Pete Tatham Project Co-ordinator, Hyde Park Source Leeds, West Yorkshire

Pete’s story

Pete Tatham

In the past, Pete worked on a local food project in Bradford and as a volunteer at Oblong, a Leeds based community development charity. This experience helped him realise that he wanted to do community development with an environmental focus.

Pete joined Hyde Park Source 3 years ago as Green Space Project Co-ordinator.

Pete’s business

Hyde Park Source has been running since 1998. It started off as local residents’ initiative to transform disused bin yards into gardens, but has developed into a community benefit society with 6 employees and 30 volunteers. They work with local communities to improve their surroundings, designing and creating attractive, exciting, safe and useful places for people to live, work and play, “improving health and wellbeing through improving the environment.”
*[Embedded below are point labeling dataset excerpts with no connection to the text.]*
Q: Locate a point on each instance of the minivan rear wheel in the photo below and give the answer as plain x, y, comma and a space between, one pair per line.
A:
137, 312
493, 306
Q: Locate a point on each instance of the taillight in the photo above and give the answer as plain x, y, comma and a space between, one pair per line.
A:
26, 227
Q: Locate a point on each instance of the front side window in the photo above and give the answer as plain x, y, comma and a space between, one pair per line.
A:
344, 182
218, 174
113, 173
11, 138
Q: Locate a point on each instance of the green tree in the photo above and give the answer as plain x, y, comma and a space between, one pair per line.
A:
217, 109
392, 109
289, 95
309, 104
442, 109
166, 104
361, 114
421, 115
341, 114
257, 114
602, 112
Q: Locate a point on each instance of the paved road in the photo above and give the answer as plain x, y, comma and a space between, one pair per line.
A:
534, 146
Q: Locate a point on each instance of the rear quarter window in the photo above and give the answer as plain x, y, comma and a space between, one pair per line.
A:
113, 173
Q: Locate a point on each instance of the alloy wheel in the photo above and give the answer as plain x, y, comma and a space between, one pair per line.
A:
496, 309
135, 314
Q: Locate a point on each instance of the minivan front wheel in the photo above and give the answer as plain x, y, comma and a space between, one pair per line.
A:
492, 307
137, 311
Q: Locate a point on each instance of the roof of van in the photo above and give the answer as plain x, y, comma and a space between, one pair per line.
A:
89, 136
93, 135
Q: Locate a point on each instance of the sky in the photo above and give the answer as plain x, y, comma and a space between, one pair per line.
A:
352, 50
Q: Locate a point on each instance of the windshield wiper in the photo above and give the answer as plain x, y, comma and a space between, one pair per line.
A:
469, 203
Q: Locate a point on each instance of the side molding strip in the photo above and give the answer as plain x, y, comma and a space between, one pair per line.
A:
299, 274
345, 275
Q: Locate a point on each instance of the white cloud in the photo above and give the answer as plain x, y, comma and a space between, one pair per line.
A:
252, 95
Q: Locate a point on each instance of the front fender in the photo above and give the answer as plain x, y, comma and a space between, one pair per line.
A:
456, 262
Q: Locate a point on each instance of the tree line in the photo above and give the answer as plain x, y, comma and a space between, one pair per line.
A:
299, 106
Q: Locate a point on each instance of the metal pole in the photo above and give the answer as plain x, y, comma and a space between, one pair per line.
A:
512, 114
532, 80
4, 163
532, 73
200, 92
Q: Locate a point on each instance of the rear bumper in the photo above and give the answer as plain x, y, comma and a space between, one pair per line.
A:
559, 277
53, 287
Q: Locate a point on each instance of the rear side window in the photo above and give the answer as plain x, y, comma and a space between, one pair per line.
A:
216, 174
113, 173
Funding from various sources, including the Lottery Fund and Tudor Trust, has enabled numerous initiatives. They have worked with School, Housing Associations and Local Council on green space improvements, construction of gardens and after school clubs. Recent Reaching Communities England funding has enabled a new project ‘Outdoors Active and Well’, working in partnership with TCV and Leeds Mind. Hyde Park Source is also a Permaculture Learning and Network Demonstration (LAND) Centre.

Hyde Park Source gardeningPete’s advice

Pete emphasises the importance of communication skills and connections with other people in the area (a sense of place). Through his involvement with the Leeds Permaculture Network and being surrounded by like minded people, he feels embedded in the permaculture community.

Pete suggests starting with small and slow solutions. It is useful to have something to build on, “Something that’s not perfect first and then improve it rather than trying to get something from nothing and make it perfect.” Developing and implementing your permaculture business ideas it is important to respond to real needs and have “a critical mass of people who agree that it’s a good idea.”

Pete says: “You really should try and reflect the personalities of the people who are working for your organisation… You shouldn’t try and pretend to be something you’re not.” Pete finds the co-operative model is the most suitable for Hyde Park Source, making it an open, inclusive organisation which can also run volunteering schemes.